コロナ禍での出来事

このような中、私の最近起こった体験談をお話しします。

 正月には外出禁止令が出ていたので行けなかった墓参りに、陽性者数が少しおさまりかけた1月最後の週末に兵庫県の実家に一人で行き、その帰りに神戸の「〇将」でご飯を一人で食べていました。丁度餃子が来た時に、隣のテーブル席にいたお子さん(後から聞くと心室中隔欠損症を持つ1才半の男児)が突然意識がもうろうとし、チアノーゼも出てきたため、そのお父さん(神戸市内の某医療センターのマイナー科の医師)が床に子供さんを寝かせ、ほっぺたをたたいたり心臓マッサージを始めたのです。その時、私の脳裏には鳥取大学の他部署の教授たちから「先生がコロナに感染したら病院は無茶苦茶になりますよ」「学生にはきついことを言っているんやから先生は変なことせんといてくださいよ」と、戒められたことが一瞬よぎりましたが、次の瞬間には子供を抱き上げ椅子に寝かせて蘇生のABCを始める自分がいました。順にA(airway 気道確保)、B(Breahing人工呼吸)、C(Circulation心臓マッサージ)と続くのですが、まず大腿動脈が触知することを確認し、Chin upポジションにし(頸部を真っ直ぐに下顎を挙げて喉頭まで空気を通りやすくし、首や顎の柔らかい小児には有効)、次に私の右手を筒のようにして、1-2回息を送り込むと直ぐに意識は回復し全身がピンクに変色しました。父親が手配した救急車に乗せ、その後未だ冷めていない餃子を三密を避けながら一人でゆっくり頂きました。
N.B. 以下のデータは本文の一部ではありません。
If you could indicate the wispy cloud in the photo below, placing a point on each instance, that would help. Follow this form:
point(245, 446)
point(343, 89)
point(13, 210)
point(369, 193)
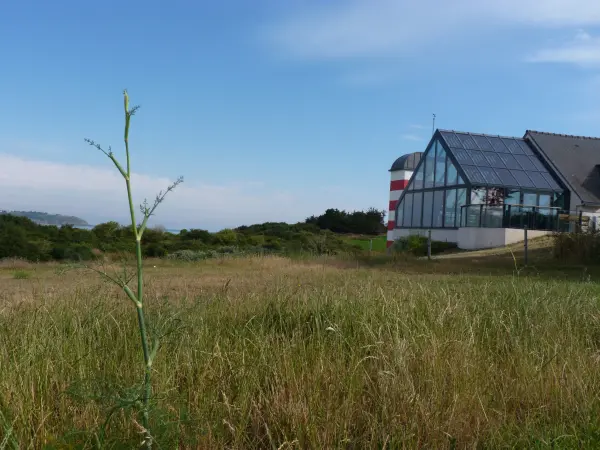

鳥取大学では山陰を出る時には「出張届:場所、期間、目的、理由」を提出し、帰ってからは「報告書:上記に加え、現在の体温、症状の有無、滞在中に会議や集会で3密があったかどうか、複数人数で会食を行ったか」を出します。感染対策室に直ぐに報告するとともに、2週間の健康チェックなどを行い、3週間を超える現在までコロナ感染を疑う症状や反応は出ていません。医師である父親に何かの時にと名刺を渡しておいたのですが、その数時間後に資料のような感謝のメールが届きました。医師免許や看護師免許等をもつ我々医療従事者には、飛行機や新幹線の中で「病状の悪い乗客がおられます。お医者様か看護師の方、もしおられれば客室乗務員にご連絡ください」というアナウンスが流れますが、それに対応する義務や規則はどこにも明記されていません。が、私の答えは父親のメールの通りでした。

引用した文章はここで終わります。